E’ meraviglioso tentare di lanciare nell’orgia del presente messaggi che partono da un tempo ma non hanno tempo perché appartengono alla storia di ogni persona umana. Che ha sempre bisogno di alimentarsi di beni e valori che sgorgano dalla natura, dai luoghi, dai rapporti di un’esistenza con le realtà, con le espressioni di altre esistenze, con lo svolgersi degli eventi. Perché, purtroppo, la persona umana sta paurosamente svuotandosi anche di emozioni e sentimenti. Di relazioni arricchenti con altre persone, con luoghi e ambienti.

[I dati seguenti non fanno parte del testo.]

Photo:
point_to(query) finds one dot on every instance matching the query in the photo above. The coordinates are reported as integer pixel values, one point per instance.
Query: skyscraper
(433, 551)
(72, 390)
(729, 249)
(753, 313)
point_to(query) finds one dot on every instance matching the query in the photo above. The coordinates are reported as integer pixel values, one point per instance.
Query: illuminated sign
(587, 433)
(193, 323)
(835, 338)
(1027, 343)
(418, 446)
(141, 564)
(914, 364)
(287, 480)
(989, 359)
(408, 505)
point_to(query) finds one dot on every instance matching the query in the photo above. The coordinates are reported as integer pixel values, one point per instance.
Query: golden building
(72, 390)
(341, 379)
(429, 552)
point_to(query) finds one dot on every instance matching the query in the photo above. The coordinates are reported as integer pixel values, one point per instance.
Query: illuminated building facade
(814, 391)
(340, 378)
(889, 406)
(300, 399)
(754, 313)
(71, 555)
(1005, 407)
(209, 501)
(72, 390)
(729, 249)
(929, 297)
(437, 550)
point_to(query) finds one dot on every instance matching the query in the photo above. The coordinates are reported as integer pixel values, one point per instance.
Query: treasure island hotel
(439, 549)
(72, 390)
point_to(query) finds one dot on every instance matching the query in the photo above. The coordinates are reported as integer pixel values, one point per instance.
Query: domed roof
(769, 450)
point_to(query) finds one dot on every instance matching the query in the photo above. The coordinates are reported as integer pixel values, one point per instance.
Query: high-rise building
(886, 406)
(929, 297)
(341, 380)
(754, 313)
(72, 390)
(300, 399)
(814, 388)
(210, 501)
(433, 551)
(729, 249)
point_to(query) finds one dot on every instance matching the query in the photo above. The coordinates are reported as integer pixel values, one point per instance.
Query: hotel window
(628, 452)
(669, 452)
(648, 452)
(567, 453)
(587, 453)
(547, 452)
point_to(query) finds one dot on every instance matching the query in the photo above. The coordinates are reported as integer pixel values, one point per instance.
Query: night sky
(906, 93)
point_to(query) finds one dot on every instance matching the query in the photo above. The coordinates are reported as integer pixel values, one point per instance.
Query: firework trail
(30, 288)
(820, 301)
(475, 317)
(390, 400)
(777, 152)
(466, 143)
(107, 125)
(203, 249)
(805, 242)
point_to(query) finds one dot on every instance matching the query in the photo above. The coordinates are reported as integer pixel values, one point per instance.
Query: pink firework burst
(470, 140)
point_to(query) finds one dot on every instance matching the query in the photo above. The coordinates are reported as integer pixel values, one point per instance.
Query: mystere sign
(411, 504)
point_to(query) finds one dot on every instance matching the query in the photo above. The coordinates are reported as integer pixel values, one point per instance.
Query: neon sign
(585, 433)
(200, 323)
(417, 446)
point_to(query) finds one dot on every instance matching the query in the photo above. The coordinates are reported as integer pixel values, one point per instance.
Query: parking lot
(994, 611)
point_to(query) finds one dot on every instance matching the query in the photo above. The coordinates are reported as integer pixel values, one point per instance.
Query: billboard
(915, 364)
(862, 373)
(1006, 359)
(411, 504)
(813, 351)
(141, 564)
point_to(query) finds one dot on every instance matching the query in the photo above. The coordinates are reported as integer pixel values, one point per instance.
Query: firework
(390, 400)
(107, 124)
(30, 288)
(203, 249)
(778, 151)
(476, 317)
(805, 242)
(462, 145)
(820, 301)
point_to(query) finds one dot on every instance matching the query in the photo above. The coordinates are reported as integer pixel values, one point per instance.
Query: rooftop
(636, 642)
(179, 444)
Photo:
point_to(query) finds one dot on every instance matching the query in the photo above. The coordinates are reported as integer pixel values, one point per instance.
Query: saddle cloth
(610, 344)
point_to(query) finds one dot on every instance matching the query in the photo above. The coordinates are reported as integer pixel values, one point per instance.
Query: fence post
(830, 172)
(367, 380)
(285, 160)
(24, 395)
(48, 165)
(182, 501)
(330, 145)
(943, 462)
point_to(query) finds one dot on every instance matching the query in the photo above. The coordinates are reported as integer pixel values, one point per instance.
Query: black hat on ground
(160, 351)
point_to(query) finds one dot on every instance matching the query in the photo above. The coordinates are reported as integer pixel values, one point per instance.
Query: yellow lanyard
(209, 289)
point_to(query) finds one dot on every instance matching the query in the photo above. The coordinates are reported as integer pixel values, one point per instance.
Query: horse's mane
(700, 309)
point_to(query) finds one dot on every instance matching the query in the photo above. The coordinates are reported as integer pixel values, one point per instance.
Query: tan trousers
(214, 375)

Con questa raccolta di racconti ne “Lo scrigno del maestro”, Italo lancia ancora quel messaggio di educarci a tenere in vita dei racconti. Anzitutto, cercandoli “come un orfano cerca ossa paterne tra le croci divelte di un cimitero sterrato”. Poi, ascoltandoli come un bambino interessato. E, infine, trasmettendoli in un racconto che parte dal cuore. Con la generosità di chi intuisce la preziosità della vita.
Aggiungo che ogni racconto di Italo lo leggi d’un fiato perché devi trattenere il respiro sino al momento della conclusione. I racconti spaziano da un argomento all’altro ma permane una caratteristica: la scena o la parola finale appartengono ad ogni tempo e ad ogni luogo. E ad ogni animo. E partono dalla saggezza antica di donna Mimma, la vecchia che “dopo avere deposto nella cioccolattiera l’ago, il filo e il ditale, iniziava con il suo solito ”C’era una volta”.
Mi piace riportare il pensiero di Honoré de Balzac che apre “Lo scrigno del Maestro”: “Se vuoi essere universale, parla del tuo paese”.
Voglio concludere con un racconto scelto tra i 99 dal titolo “La lacrima”. So che in quella paginetta c’è molto più di quelle righe. C’è un lungo vissuto di Italo:
“Solo quando il professore decise di mettere un po’ di ordine tra le sue carte, saltò fuori quello che inutilmente aveva cercato da anni: il più bel tema che gli era capitato di leggere. L’aveva svolto Natale quando, ormai uomo maturo, aveva deciso di sostenere da privato gli esami di licenza media.
Si stava avvicinando la ricorrenza dei defunti e la traccia prevedeva di ricordare i propri cari. Natale era riuscito a scrivere soltanto “Oggi il mio pensiero va ai miei genitori che non ci sono più”. Poi si era bloccato. Ai margini del foglio, quasi a volere giustificare l’improvvisa interruzione, c’era una macchia evidenziata con una freccia e con la scritta “lacrima”.
Natale non seppe mai quante frasi erano contenute in quella lacrima”.